Joshua Wilson (January 29, 1797 – February 27, 1885) was an American politician and physician from Maryland. He served as a member of the Maryland House of Delegates, representing Harford County from 1860 to 1861 and 1865 to 1867.

Early life
Joshua Wilson was born on January 29, 1797, in Harford County, Maryland. He graduated from the University of Maryland School of Medicine.

Career
In 1819, Wilson made a ride on horseback with Thomas Chew, Tobias Stansbury and Benjamin Rusk to New Orleans to find a location to practice medicine. He chose to practice medicine in Harford County and would practice for 64 years.

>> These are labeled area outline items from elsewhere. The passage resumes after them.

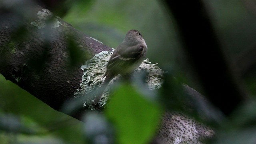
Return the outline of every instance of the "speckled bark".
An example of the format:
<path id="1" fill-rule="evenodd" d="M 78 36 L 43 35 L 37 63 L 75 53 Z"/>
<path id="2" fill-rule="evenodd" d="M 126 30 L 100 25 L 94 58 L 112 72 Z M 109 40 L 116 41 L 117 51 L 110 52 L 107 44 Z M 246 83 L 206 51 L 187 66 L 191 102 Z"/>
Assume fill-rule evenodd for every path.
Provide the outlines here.
<path id="1" fill-rule="evenodd" d="M 58 27 L 33 25 L 31 22 L 38 18 L 37 13 L 42 10 L 33 10 L 34 13 L 28 17 L 1 12 L 0 73 L 59 110 L 79 88 L 81 66 L 94 54 L 112 50 L 58 18 L 55 18 Z M 77 54 L 80 54 L 76 57 Z"/>

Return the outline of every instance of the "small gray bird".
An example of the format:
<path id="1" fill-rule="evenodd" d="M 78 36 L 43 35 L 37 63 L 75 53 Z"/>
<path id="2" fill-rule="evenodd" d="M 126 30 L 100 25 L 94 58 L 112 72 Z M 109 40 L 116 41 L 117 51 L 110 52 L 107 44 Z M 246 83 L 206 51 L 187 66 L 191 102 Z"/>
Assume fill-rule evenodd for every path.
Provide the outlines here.
<path id="1" fill-rule="evenodd" d="M 109 82 L 118 74 L 130 73 L 140 65 L 145 58 L 148 47 L 140 32 L 129 30 L 124 41 L 115 50 L 107 65 L 106 76 L 93 102 L 96 105 Z"/>

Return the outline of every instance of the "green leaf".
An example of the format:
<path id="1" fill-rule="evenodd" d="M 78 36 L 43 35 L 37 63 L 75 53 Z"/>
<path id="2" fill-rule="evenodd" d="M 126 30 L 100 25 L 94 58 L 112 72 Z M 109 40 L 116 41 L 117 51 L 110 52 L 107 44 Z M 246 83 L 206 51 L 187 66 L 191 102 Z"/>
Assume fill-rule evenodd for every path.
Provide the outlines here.
<path id="1" fill-rule="evenodd" d="M 116 126 L 118 143 L 148 143 L 154 136 L 161 109 L 142 96 L 127 84 L 114 94 L 106 114 Z"/>

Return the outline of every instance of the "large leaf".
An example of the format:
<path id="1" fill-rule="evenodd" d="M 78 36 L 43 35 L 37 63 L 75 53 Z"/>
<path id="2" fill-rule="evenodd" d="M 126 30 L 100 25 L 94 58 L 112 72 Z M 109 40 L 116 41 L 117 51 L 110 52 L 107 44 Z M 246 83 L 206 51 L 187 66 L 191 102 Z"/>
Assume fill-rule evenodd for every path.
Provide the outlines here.
<path id="1" fill-rule="evenodd" d="M 106 114 L 115 124 L 118 143 L 143 144 L 155 134 L 161 110 L 135 88 L 123 84 L 114 93 Z"/>

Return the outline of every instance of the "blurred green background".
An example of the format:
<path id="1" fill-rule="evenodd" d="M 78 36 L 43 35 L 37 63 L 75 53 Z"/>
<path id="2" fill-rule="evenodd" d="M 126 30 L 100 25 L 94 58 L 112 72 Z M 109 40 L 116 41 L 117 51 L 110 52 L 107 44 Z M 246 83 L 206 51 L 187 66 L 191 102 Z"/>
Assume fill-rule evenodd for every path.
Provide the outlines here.
<path id="1" fill-rule="evenodd" d="M 254 1 L 204 1 L 228 58 L 235 63 L 248 50 L 255 48 L 256 5 L 253 4 L 255 4 Z M 182 44 L 176 31 L 175 22 L 172 16 L 167 14 L 168 10 L 162 2 L 154 0 L 67 1 L 64 6 L 70 9 L 62 18 L 86 34 L 114 48 L 123 40 L 128 30 L 139 30 L 148 46 L 147 57 L 150 61 L 159 63 L 159 66 L 164 69 L 170 67 L 177 70 L 183 82 L 200 92 L 196 76 L 180 48 Z M 245 88 L 253 98 L 256 94 L 256 74 L 254 66 L 241 76 Z M 6 132 L 7 128 L 1 128 L 5 130 L 0 131 L 1 144 L 82 144 L 88 142 L 84 138 L 83 123 L 53 110 L 16 84 L 6 80 L 2 75 L 0 96 L 2 115 L 0 118 L 2 120 L 10 118 L 18 124 L 10 130 L 14 132 L 12 133 Z M 234 122 L 226 126 L 226 129 L 223 128 L 230 130 L 230 133 L 218 130 L 220 136 L 217 138 L 216 143 L 222 143 L 224 139 L 227 142 L 235 143 L 232 142 L 238 138 L 233 139 L 234 136 L 243 140 L 255 142 L 249 136 L 256 132 L 256 128 L 248 130 L 242 126 L 249 124 L 253 128 L 256 127 L 255 122 L 252 122 L 256 118 L 256 107 L 254 107 L 254 104 L 245 104 L 244 107 L 230 118 L 229 122 Z M 241 116 L 243 118 L 238 119 Z M 4 120 L 2 121 L 4 124 Z M 17 129 L 19 132 L 16 132 Z M 249 136 L 247 134 L 250 134 Z"/>

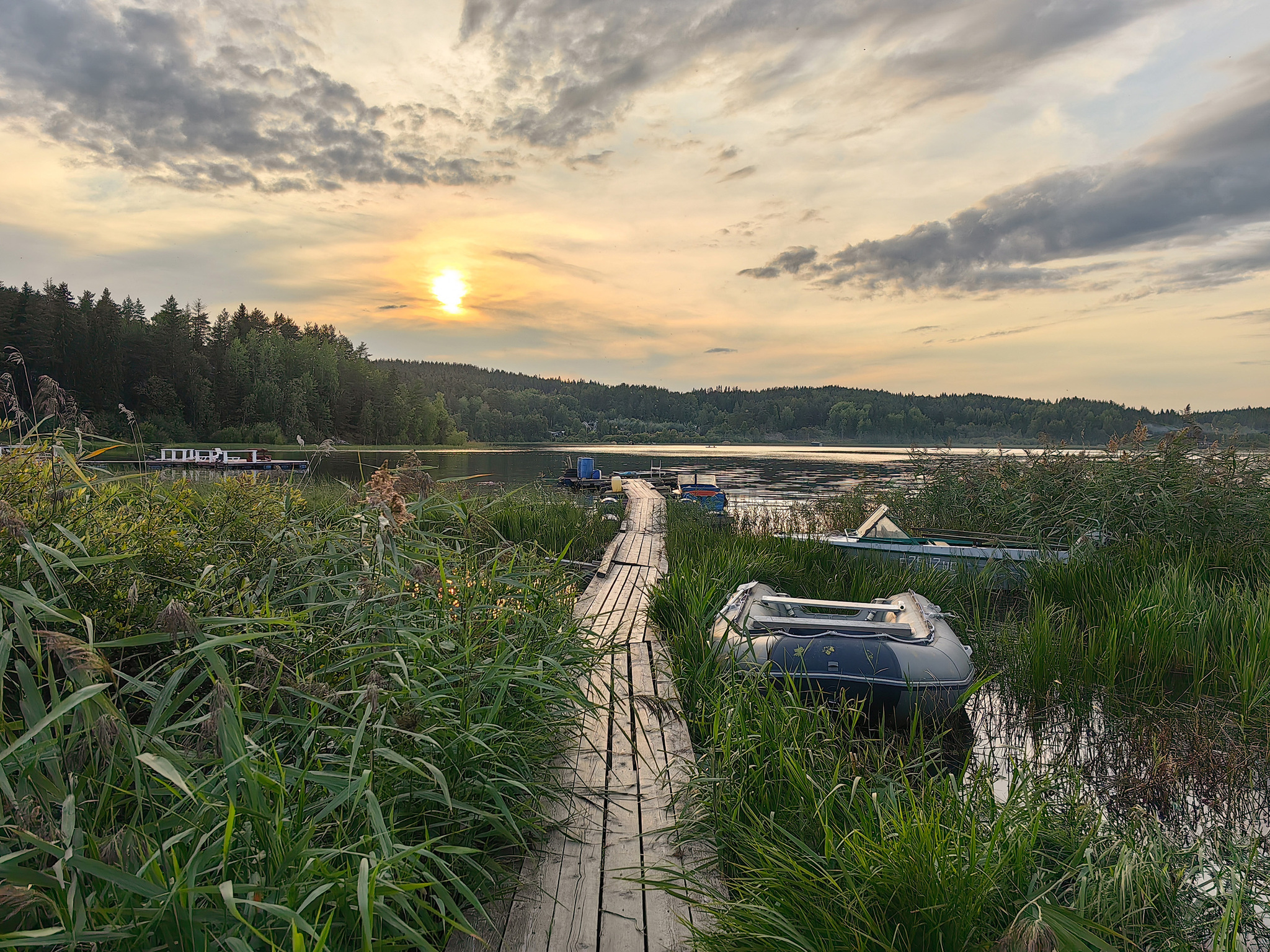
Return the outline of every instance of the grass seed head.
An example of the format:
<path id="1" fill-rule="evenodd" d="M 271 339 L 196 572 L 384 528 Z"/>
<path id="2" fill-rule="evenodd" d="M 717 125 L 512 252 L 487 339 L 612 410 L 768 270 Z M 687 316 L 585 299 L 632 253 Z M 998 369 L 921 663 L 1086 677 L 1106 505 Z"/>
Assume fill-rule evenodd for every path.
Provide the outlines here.
<path id="1" fill-rule="evenodd" d="M 0 499 L 0 532 L 5 532 L 15 539 L 22 539 L 27 532 L 27 523 L 18 515 L 18 510 L 4 499 Z"/>
<path id="2" fill-rule="evenodd" d="M 1001 937 L 997 952 L 1058 952 L 1058 935 L 1040 915 L 1021 915 Z"/>
<path id="3" fill-rule="evenodd" d="M 318 680 L 312 675 L 305 678 L 302 682 L 298 683 L 297 687 L 304 693 L 309 694 L 310 697 L 315 697 L 319 701 L 330 701 L 331 696 L 335 693 L 334 688 L 331 688 L 330 684 L 323 680 Z"/>
<path id="4" fill-rule="evenodd" d="M 194 625 L 194 618 L 189 614 L 189 609 L 177 599 L 169 602 L 168 607 L 159 612 L 159 617 L 155 618 L 155 626 L 160 631 L 171 635 L 174 641 L 178 635 L 193 635 L 198 631 L 198 626 Z"/>
<path id="5" fill-rule="evenodd" d="M 22 915 L 33 906 L 47 906 L 44 899 L 30 886 L 0 886 L 0 922 L 8 922 Z"/>
<path id="6" fill-rule="evenodd" d="M 95 682 L 98 675 L 118 683 L 110 663 L 91 645 L 58 631 L 39 631 L 50 651 L 57 655 L 66 673 L 76 679 Z"/>
<path id="7" fill-rule="evenodd" d="M 405 508 L 405 496 L 398 487 L 398 479 L 389 472 L 387 459 L 366 484 L 366 499 L 362 500 L 362 504 L 382 509 L 390 522 L 387 529 L 394 534 L 400 532 L 403 526 L 414 520 L 414 515 Z"/>

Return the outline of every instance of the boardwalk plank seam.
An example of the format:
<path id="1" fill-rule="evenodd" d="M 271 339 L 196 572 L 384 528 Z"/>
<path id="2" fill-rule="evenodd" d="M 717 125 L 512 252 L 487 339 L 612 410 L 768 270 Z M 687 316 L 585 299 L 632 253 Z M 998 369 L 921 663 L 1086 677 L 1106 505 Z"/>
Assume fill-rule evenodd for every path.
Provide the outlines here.
<path id="1" fill-rule="evenodd" d="M 695 757 L 665 646 L 646 614 L 665 571 L 665 503 L 641 480 L 625 486 L 625 532 L 574 611 L 584 637 L 606 651 L 579 684 L 596 707 L 556 767 L 572 802 L 552 807 L 555 826 L 526 857 L 514 896 L 491 904 L 493 927 L 479 927 L 479 938 L 456 935 L 447 952 L 678 952 L 687 924 L 704 922 L 682 899 L 641 882 L 669 873 L 686 883 L 686 871 L 712 857 L 676 842 Z"/>

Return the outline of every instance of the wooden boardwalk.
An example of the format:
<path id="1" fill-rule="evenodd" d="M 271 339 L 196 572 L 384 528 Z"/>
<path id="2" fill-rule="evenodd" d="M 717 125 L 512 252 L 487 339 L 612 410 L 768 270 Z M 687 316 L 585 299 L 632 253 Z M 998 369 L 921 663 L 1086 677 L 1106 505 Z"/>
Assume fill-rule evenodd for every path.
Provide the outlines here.
<path id="1" fill-rule="evenodd" d="M 516 895 L 490 910 L 494 927 L 455 937 L 447 952 L 687 949 L 686 923 L 704 915 L 639 882 L 711 857 L 669 834 L 692 741 L 646 616 L 649 588 L 665 570 L 665 500 L 643 480 L 624 487 L 626 531 L 574 609 L 613 650 L 585 683 L 596 707 L 559 768 L 573 802 L 558 807 L 558 828 L 525 861 Z"/>

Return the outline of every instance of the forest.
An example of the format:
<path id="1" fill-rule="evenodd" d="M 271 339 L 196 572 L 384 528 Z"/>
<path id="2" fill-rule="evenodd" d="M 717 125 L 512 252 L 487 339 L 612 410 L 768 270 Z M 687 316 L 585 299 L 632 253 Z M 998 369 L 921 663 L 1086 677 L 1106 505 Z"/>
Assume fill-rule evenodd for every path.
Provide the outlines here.
<path id="1" fill-rule="evenodd" d="M 211 317 L 169 297 L 154 314 L 109 289 L 0 286 L 9 416 L 146 442 L 461 444 L 446 401 L 370 360 L 334 326 L 240 305 Z M 41 378 L 47 377 L 47 382 Z M 55 383 L 56 382 L 56 383 Z"/>
<path id="2" fill-rule="evenodd" d="M 470 364 L 375 359 L 330 324 L 169 297 L 154 312 L 104 289 L 0 284 L 5 416 L 56 413 L 151 443 L 461 446 L 480 442 L 944 443 L 1102 446 L 1142 423 L 1162 435 L 1270 444 L 1270 409 L 1191 413 L 1111 401 L 919 396 L 841 386 L 677 392 Z M 74 418 L 74 419 L 72 419 Z"/>
<path id="3" fill-rule="evenodd" d="M 1209 438 L 1266 443 L 1270 409 L 1153 411 L 1106 400 L 1058 401 L 853 387 L 715 387 L 679 393 L 486 371 L 469 364 L 376 360 L 401 380 L 446 395 L 460 429 L 478 440 L 631 443 L 883 442 L 1104 446 L 1139 423 L 1156 435 L 1199 426 Z"/>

Wilson was elected as county commissioner in 1853 and 1857. Wilson served as a member of the Maryland House of Delegates, representing Harford County from 1860 to 1861. He ran for re-election in the 1861 election, but lost. He served again from 1865 to 1867.

Personal life
Wilson married Miss Lee. His wife predeceased him. Wilson had four sons and three daughters, including William, David J., Ralph L., Henry C., Mrs. B. Peyton Brown and Mrs. E. Hall Richardson.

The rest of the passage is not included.